Till now, all the citizens have been by constitution free and innocent unless proven guilty. No government agency had the right to encroach on the life of the citizen by force. And only by misusing the conditional powers given to them could those in authority and government investigative agencies peep into the privacy of the people and steal information.

But no more: now on, the government and their agencies can without proof or cover tread into the privacy of the citizens, capture information, and arrest and imprison those who refuse to share them. For, through the extra-ordinary gazette issued by Home Secretary Rajiv Gauba last Thursday night, every citizen is on the side of the accused, and bound to prove at any time before ten government agencies that their private transactions do not have anything detrimental to national interest.

The Central Government contention is that the power to snoop on any computer and smart phone is to ensure national security. They also explain that the new order is only in pursuance of the IT Act amendment introduced by UPA government in 2009. The order widely perceived as anti-constitutional, has come when the Lok Sabha is in session. Still it begs the question for whose 'national security' the government issued the order that authorises installing virtual hidden cameras to see into the privacy of people, without holding a formal debate in the parliament, or at least discussing it at the cabinet level. The 'country' has now become synonymous with the 'government'. And what is going to rule the roost will be the hunting of democracy by the supremacy of the majority in which criticisms against government wil be judged as treason.

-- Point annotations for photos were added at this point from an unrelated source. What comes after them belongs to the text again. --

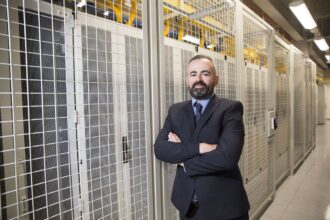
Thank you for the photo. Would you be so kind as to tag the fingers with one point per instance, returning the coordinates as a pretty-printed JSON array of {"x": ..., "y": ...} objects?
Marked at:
[{"x": 205, "y": 148}]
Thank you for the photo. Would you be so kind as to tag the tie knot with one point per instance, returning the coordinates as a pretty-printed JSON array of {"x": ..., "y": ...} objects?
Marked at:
[{"x": 198, "y": 107}]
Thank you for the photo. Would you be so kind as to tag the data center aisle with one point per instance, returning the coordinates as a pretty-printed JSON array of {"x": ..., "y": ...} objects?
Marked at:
[{"x": 306, "y": 195}]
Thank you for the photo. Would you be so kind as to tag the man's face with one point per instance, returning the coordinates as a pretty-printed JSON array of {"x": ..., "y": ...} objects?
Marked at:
[{"x": 201, "y": 78}]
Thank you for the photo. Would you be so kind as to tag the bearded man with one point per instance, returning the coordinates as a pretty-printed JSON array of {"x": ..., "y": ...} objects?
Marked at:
[{"x": 204, "y": 137}]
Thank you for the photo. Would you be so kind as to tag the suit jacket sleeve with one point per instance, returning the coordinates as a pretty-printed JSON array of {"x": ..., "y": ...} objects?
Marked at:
[
  {"x": 229, "y": 149},
  {"x": 171, "y": 152}
]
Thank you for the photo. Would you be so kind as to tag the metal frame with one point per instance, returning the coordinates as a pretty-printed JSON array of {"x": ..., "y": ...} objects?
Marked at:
[{"x": 284, "y": 45}]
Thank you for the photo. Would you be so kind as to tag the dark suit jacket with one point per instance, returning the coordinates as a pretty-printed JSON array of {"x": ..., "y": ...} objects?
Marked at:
[{"x": 214, "y": 176}]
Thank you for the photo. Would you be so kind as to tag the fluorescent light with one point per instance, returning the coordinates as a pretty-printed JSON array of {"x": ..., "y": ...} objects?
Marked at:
[
  {"x": 191, "y": 39},
  {"x": 302, "y": 13},
  {"x": 81, "y": 4},
  {"x": 210, "y": 46},
  {"x": 230, "y": 2},
  {"x": 322, "y": 44}
]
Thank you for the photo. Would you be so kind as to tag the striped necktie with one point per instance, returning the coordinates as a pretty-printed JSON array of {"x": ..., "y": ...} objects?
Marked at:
[{"x": 199, "y": 109}]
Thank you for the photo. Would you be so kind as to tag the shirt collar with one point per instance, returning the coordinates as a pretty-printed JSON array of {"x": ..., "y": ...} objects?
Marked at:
[{"x": 203, "y": 102}]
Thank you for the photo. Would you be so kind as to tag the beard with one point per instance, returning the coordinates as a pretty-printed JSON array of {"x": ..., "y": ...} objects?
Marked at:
[{"x": 201, "y": 93}]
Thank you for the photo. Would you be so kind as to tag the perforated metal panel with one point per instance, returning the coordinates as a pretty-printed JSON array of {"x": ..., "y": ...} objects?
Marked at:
[
  {"x": 113, "y": 100},
  {"x": 299, "y": 107},
  {"x": 72, "y": 103},
  {"x": 282, "y": 134},
  {"x": 213, "y": 23},
  {"x": 36, "y": 180},
  {"x": 258, "y": 171}
]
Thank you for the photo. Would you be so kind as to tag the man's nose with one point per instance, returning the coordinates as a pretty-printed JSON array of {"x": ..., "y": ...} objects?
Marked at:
[{"x": 199, "y": 77}]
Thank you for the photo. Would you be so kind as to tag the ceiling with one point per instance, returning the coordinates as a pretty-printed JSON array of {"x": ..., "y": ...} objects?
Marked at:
[{"x": 278, "y": 14}]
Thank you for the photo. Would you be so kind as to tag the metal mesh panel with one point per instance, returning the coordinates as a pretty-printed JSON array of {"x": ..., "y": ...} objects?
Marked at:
[
  {"x": 36, "y": 175},
  {"x": 258, "y": 155},
  {"x": 136, "y": 128},
  {"x": 299, "y": 107},
  {"x": 196, "y": 27},
  {"x": 309, "y": 106},
  {"x": 99, "y": 127},
  {"x": 73, "y": 130},
  {"x": 282, "y": 110},
  {"x": 115, "y": 134}
]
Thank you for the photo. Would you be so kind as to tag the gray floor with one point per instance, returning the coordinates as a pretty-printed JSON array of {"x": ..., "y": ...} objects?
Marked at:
[{"x": 306, "y": 195}]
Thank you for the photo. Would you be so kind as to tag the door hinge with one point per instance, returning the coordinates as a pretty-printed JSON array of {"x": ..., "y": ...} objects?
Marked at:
[{"x": 76, "y": 117}]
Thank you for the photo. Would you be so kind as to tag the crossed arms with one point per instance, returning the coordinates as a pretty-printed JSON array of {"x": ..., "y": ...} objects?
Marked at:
[{"x": 204, "y": 158}]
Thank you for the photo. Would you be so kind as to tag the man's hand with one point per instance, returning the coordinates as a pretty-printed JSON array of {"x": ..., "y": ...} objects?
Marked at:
[
  {"x": 205, "y": 148},
  {"x": 173, "y": 138}
]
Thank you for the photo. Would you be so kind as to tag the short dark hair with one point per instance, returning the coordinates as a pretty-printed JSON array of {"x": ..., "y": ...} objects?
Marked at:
[{"x": 202, "y": 56}]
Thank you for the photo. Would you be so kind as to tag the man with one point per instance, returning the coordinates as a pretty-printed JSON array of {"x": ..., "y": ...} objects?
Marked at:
[{"x": 205, "y": 137}]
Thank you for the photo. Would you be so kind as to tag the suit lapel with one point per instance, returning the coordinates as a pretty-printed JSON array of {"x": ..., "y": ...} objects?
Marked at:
[{"x": 210, "y": 108}]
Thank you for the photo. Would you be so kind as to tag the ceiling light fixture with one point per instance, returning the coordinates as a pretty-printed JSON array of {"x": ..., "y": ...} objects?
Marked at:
[
  {"x": 230, "y": 3},
  {"x": 322, "y": 44},
  {"x": 81, "y": 4},
  {"x": 210, "y": 46},
  {"x": 191, "y": 39},
  {"x": 302, "y": 13}
]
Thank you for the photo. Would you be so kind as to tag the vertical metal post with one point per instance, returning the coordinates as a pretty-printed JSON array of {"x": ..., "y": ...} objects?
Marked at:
[
  {"x": 240, "y": 65},
  {"x": 152, "y": 18},
  {"x": 291, "y": 128}
]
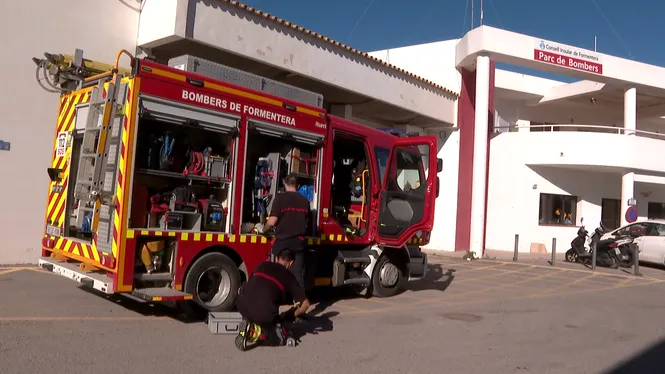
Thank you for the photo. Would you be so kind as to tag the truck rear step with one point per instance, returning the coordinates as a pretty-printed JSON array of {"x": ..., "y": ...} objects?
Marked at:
[
  {"x": 160, "y": 294},
  {"x": 96, "y": 280}
]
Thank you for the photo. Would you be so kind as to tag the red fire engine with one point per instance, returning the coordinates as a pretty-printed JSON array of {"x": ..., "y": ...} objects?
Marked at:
[{"x": 161, "y": 174}]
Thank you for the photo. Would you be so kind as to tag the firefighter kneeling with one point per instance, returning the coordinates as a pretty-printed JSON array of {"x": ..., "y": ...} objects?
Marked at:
[{"x": 260, "y": 298}]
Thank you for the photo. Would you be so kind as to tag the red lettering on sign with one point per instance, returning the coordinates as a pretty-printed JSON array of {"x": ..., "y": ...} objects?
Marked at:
[{"x": 569, "y": 62}]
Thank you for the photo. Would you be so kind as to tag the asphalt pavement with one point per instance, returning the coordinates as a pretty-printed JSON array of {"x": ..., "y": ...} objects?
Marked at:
[{"x": 467, "y": 317}]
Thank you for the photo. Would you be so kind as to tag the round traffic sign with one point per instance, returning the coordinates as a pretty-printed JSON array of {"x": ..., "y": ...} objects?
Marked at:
[{"x": 631, "y": 214}]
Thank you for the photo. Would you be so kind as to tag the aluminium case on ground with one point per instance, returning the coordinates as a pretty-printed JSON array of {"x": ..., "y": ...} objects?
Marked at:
[
  {"x": 221, "y": 323},
  {"x": 238, "y": 77}
]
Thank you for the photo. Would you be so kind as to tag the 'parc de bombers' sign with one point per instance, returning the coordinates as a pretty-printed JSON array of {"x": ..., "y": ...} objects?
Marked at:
[{"x": 566, "y": 56}]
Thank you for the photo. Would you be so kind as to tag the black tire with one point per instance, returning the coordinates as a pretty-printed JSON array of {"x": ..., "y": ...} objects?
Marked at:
[
  {"x": 210, "y": 271},
  {"x": 571, "y": 256},
  {"x": 628, "y": 262},
  {"x": 384, "y": 283},
  {"x": 615, "y": 261}
]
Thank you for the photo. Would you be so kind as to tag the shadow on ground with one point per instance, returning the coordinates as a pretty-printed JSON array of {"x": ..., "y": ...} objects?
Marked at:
[
  {"x": 437, "y": 278},
  {"x": 650, "y": 360}
]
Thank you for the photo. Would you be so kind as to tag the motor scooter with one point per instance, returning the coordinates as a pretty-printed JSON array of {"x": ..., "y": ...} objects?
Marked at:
[{"x": 608, "y": 253}]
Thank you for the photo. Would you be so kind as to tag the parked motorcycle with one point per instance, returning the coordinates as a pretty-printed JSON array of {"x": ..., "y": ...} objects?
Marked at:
[{"x": 610, "y": 253}]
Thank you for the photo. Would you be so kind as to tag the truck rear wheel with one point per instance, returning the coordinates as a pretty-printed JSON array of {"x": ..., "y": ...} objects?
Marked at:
[
  {"x": 387, "y": 278},
  {"x": 214, "y": 281}
]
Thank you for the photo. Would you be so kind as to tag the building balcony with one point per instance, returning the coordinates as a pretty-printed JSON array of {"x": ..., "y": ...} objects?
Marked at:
[{"x": 582, "y": 146}]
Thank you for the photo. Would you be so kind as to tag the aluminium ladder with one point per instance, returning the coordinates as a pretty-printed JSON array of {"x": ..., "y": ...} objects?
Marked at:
[{"x": 98, "y": 161}]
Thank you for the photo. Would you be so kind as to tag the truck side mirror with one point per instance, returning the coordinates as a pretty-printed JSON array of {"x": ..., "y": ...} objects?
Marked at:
[
  {"x": 55, "y": 175},
  {"x": 636, "y": 231}
]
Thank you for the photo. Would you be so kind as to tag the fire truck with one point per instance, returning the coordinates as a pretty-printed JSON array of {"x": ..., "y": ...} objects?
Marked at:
[{"x": 162, "y": 173}]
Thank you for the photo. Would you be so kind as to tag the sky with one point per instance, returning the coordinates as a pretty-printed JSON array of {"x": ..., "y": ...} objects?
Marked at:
[{"x": 630, "y": 29}]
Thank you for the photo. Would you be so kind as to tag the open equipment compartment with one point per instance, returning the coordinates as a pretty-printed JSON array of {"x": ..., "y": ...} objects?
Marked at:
[
  {"x": 181, "y": 179},
  {"x": 273, "y": 152}
]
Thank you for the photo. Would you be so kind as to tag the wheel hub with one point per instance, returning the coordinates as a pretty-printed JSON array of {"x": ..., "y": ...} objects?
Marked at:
[
  {"x": 389, "y": 275},
  {"x": 213, "y": 286}
]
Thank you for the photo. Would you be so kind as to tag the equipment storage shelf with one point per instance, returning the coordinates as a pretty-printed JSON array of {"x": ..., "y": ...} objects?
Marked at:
[
  {"x": 181, "y": 180},
  {"x": 171, "y": 174},
  {"x": 273, "y": 152}
]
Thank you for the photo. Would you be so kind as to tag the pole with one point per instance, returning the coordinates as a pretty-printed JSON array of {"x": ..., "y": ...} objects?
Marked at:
[
  {"x": 517, "y": 247},
  {"x": 636, "y": 260},
  {"x": 481, "y": 12},
  {"x": 553, "y": 251}
]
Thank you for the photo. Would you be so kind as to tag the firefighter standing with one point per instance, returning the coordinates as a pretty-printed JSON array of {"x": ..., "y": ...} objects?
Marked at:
[{"x": 290, "y": 215}]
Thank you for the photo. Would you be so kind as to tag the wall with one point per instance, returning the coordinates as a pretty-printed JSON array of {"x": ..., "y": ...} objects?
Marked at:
[
  {"x": 100, "y": 28},
  {"x": 584, "y": 149},
  {"x": 515, "y": 188},
  {"x": 445, "y": 212}
]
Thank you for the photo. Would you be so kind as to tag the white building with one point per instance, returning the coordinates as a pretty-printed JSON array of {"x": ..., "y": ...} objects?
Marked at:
[
  {"x": 30, "y": 28},
  {"x": 427, "y": 88},
  {"x": 549, "y": 152}
]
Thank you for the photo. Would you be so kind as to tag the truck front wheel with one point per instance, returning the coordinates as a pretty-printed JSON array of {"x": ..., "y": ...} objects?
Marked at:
[
  {"x": 387, "y": 278},
  {"x": 214, "y": 281}
]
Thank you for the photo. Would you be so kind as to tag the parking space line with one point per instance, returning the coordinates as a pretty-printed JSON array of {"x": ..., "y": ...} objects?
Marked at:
[
  {"x": 485, "y": 290},
  {"x": 479, "y": 268},
  {"x": 492, "y": 276},
  {"x": 580, "y": 270},
  {"x": 10, "y": 270},
  {"x": 82, "y": 318},
  {"x": 566, "y": 285},
  {"x": 483, "y": 300}
]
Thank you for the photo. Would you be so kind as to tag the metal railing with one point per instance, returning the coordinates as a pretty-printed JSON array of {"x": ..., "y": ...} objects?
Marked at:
[{"x": 581, "y": 128}]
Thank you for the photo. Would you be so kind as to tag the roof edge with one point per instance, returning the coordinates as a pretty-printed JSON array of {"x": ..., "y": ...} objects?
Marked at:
[{"x": 268, "y": 16}]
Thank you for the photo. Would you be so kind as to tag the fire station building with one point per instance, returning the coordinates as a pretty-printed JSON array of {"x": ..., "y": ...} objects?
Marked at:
[{"x": 522, "y": 154}]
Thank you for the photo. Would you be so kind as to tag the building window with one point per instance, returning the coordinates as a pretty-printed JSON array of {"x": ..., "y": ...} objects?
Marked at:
[
  {"x": 610, "y": 213},
  {"x": 656, "y": 211},
  {"x": 557, "y": 209}
]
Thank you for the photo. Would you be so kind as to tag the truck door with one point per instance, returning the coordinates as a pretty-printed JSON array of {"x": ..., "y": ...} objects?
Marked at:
[{"x": 408, "y": 190}]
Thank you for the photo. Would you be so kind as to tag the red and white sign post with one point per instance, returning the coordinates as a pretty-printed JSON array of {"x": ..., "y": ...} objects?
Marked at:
[{"x": 569, "y": 57}]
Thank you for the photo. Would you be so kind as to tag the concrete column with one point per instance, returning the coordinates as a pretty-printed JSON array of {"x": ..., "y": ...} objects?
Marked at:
[
  {"x": 344, "y": 111},
  {"x": 630, "y": 111},
  {"x": 521, "y": 125},
  {"x": 479, "y": 175},
  {"x": 627, "y": 191}
]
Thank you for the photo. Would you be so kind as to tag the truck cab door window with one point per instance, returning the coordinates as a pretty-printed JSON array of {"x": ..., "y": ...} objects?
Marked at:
[
  {"x": 350, "y": 184},
  {"x": 408, "y": 191}
]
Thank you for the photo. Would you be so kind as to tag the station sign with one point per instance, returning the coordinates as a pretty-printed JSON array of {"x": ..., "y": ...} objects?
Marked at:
[
  {"x": 567, "y": 56},
  {"x": 631, "y": 214}
]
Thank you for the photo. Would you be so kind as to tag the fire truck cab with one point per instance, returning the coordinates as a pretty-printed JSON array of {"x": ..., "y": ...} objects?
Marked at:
[{"x": 162, "y": 174}]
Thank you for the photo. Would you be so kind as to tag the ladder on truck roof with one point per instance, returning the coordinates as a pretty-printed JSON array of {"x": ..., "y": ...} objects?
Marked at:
[
  {"x": 97, "y": 174},
  {"x": 98, "y": 162},
  {"x": 65, "y": 73}
]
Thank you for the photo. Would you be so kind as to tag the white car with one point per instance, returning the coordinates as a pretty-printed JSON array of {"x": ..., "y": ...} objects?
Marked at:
[{"x": 651, "y": 242}]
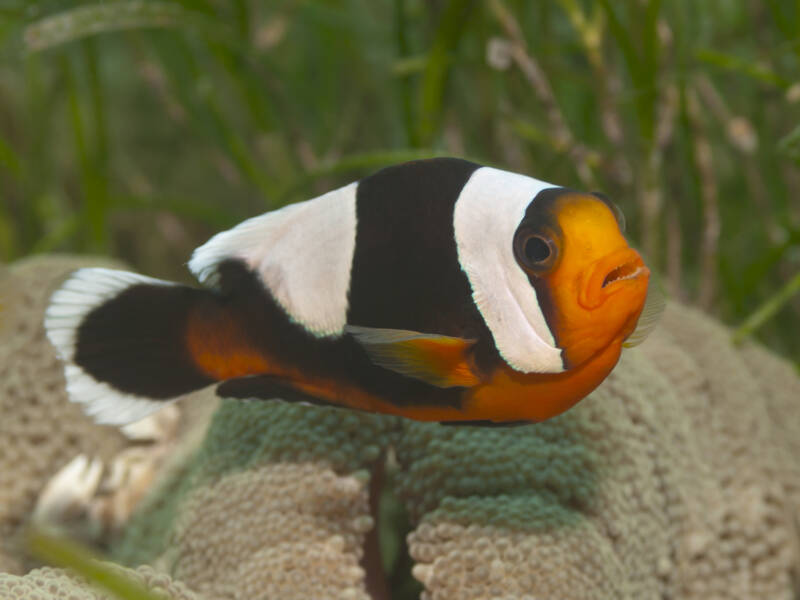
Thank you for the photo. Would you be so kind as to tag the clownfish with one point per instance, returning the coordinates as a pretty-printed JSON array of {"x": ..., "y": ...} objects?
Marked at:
[{"x": 438, "y": 290}]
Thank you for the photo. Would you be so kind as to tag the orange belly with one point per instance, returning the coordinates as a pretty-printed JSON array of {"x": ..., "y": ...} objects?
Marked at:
[{"x": 507, "y": 396}]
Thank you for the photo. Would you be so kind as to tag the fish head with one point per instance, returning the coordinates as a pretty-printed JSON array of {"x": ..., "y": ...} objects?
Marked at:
[{"x": 590, "y": 283}]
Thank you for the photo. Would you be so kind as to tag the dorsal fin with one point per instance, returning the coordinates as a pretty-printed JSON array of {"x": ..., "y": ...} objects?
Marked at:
[{"x": 439, "y": 360}]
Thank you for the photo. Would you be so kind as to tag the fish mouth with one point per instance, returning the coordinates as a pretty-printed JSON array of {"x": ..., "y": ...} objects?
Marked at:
[
  {"x": 629, "y": 270},
  {"x": 609, "y": 274}
]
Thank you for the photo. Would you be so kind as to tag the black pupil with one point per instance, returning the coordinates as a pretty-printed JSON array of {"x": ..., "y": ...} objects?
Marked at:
[{"x": 536, "y": 249}]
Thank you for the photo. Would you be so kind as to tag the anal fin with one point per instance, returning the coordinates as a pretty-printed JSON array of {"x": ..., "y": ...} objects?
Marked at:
[{"x": 267, "y": 387}]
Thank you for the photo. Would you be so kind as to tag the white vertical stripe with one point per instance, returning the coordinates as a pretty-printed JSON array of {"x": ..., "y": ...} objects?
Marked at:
[
  {"x": 487, "y": 213},
  {"x": 302, "y": 252}
]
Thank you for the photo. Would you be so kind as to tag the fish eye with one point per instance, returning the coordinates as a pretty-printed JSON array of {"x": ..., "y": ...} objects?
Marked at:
[{"x": 535, "y": 251}]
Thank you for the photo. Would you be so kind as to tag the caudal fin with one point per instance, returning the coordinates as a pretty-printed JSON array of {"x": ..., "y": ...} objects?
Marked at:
[{"x": 124, "y": 339}]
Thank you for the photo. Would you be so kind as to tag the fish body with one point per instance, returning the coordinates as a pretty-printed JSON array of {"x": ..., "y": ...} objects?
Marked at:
[{"x": 437, "y": 290}]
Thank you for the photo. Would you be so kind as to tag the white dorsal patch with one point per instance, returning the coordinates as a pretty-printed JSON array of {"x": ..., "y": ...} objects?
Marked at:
[
  {"x": 302, "y": 252},
  {"x": 85, "y": 290},
  {"x": 487, "y": 213}
]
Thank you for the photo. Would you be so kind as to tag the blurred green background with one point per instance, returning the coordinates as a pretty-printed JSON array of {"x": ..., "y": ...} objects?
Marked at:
[{"x": 140, "y": 128}]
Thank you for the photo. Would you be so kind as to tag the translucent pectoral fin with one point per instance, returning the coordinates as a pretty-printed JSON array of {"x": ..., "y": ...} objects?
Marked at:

One also starts being anxious whether in current times the courts or the various political leaderships have any stamina left to question the civil rights violations going on in the name of the country. It is in less than a year since the highest court declared privacy as a fundamental right of the citizen that an order has been issued saying that citizens shall not have any secret to hide before the 'country'. But then who is actually hiding information and serving the corporates? The contracts in Rafale arms deal, the economic frauds committed by banks after demonetization, the credibility of the funds that came to the Reserve Bank, information about the tax concessions granted to the corporates, data about kingpins of black money, enquirires about the people killed in fake encounters, reprsentation of Dalits and minorities in military and investigative agencies, and even definite information about prime minister's educational qualification - so goes the long list of items of information which the government has been withholding on the plea that their disclosure would be against national interest. It is a government that misled even the Supreme Court on grounds of national security that is now snatching the fundamental rights of the citizens under the same pretext.

As was stated by Shantanu Sen, former Joint Director CBI, official agencies are going to find it very easy to look into any confidential information. The earlier requirement to approach the government on each case is not there any more. Those who conspired to make this order are aiming at maintaining power in their own hands, and even if it is lost, to retain a deep state through control and influence over the bureaucracy. In this new dispensation, loyalty to the nation is the name given to unstinted support to the government by those who wish to see supremacy of the majority. Then security means being subservient to the group interests of the establishment. Freedom is only the name for recording soft voices of dissent rooted in convictions about the espionage network of the government. Peace is another name for silence that instils fear within oneself. With a single order, the government has been able to enforce all this. Still we believe that there is no emergency in the country, and that ours is a country with infinite right to write and talk freely and criticise government and those in it!